The institute formation is already off to a fantastic start in my eyes, using a git repository to discuss ideas, and coordinate the first workshop. The main website for the project is also using Hugo (I use it for my blog too), and you can fork this repo, suggest changes and submit a pull request. There is a thread of openness and transparency to the way things are being conducted that I hope to see continue on into the final institute.
Growing Importance of Software
There was a time when software was not a big thing in most mainstream science, nor in most people’s lives. Lab notebooks were physical notebooks, with recorded values written down by hand, and even plotted on graph paper. This is no longer the case, the tools available to us in everyday life as well as science are becoming more sophisticated, capable of recording more, and requiring software to drive their operation. Even the experimental fields are now feeling this as sensors, data acquisition boards, and control equipment evolve the software must too.
Another thing that strikes me, and it is something that I remember being drilled into me as an open source developer, is that science is built upon shared facts, knowledge, and peer review. Many of the founders of open source referenced the founding principles of modern science as indications that open source was indeed the right way to do things. Indeed the Royal Society’s motto was “nullius in verba”, which roughly translated means to take nobody’s word for it - trust, but verify. Another key feature of science is that people don’t own/control facts, with new science building upon that which came before it.
I think one of the core needs in science right now is to wrangle with the new reality that computer software is quickly becoming (if it has not already become) more important than mathematics in science. I spent many hours on derivations of important theorems, and on how to make new derivations. This skill is important in science, but in modern studies I posit the equivalent is the development of code to further research. Another issue is in bringing the field forward, and avoiding constant reinvention.
I did not study for many years to use a blackbox code, and be told by a group, company, entity, whatever that I should trust them, they know this stuff really well. The heart of scientific research is in learning new things, going places no one has gone before. That means that as software’s importance increases we need to ensure that everyone has access to it with minimal restrictions. That means that software needs to be available to all, with the ability to modify it, and redistribute/publish those changes.
Licenses, Process, Nurture
I would go further, and say publicly funded research should be using permissive, open source licenses that encourage reuse, further development, and shared ownership of community codes. One point that became clear to me recently is that researchers need to be educated on licensing too, and realize that you should avoid modifying existing licenses at all costs. Adding new clauses, or changing the language means that what you have is no longer an open source license, unless the OSI approves your license. We already have a lot of licenses, inform any lawyers that get involved that we likely don’t need more, and if we do they should go to the effort of working with with OSI to get it approved as an open source license.

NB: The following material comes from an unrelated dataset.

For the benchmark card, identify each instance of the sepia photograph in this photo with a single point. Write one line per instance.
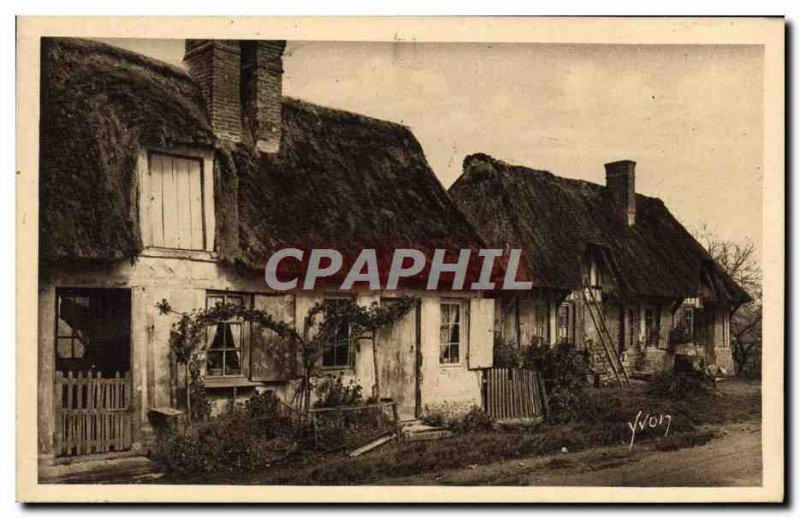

Assuming code gets this far, and too often it does not, and you have a real, OSI-approved open source license there is still much to be done. What version control system are you going to use, where are you going to host it, what continuous integration methods will you employ, code review, automated builds, packaging, issue tracking, mailing list, forum. How will you bring on board new developers, encourage community contributions, ideally grow the project beyond a single grant, group, and institution. How will you structure the repository, will you tag releases, etc? These are all things that the URSSI might help with.
From my undergraduate, postgraduate, postdoctoral and now professional career I have always been looking at how we can foster an ecosystem of open source code for scientific research. I still fully believe that if you publish papers without code and/or data used to arrive at those results you are basically just advertising possible results, not disseminating scientific research. This is one of the core issues that has led to the reproducibility crisis. There is a lot of powerful open source software developed by the wider community that can help once you have decided to follow this path, but even if everyone is on board this is tough right now.

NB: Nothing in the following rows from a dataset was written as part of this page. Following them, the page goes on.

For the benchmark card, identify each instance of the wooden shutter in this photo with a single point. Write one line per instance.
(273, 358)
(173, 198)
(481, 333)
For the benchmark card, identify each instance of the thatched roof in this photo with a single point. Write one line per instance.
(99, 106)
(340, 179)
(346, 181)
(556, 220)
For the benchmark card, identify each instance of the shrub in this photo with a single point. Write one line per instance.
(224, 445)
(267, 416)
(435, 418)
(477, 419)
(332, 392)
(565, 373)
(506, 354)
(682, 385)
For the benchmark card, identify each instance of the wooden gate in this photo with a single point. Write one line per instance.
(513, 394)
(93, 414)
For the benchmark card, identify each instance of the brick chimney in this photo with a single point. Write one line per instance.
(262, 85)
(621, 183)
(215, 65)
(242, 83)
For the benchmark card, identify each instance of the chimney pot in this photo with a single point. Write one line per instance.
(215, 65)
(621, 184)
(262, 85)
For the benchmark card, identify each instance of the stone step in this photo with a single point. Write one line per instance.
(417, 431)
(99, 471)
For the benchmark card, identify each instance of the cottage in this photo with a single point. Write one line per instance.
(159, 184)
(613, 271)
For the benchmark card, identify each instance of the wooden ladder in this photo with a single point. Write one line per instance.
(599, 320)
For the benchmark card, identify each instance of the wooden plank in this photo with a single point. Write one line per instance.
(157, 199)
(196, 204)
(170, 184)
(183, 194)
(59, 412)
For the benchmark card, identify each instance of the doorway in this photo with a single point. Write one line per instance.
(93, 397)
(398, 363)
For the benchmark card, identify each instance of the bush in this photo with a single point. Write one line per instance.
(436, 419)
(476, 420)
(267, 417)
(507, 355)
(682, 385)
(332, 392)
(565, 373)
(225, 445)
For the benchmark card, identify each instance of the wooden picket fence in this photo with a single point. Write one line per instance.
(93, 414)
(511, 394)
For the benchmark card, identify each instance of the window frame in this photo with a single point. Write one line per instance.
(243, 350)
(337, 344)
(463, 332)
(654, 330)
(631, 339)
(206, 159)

The Blue Obelisk advocated for open source in chemistry, the SSI has been working in this area for a number of years in the UK, and have developed a new role in British academia - the research software engineer (RSE) role. There is also WSSSPE that has organized a number of workshops to discuss making software more sustainable for science. If RSEs had existed when I was figuring out what I should do it is a path I might have followed, and one I am very pleased to see opening up.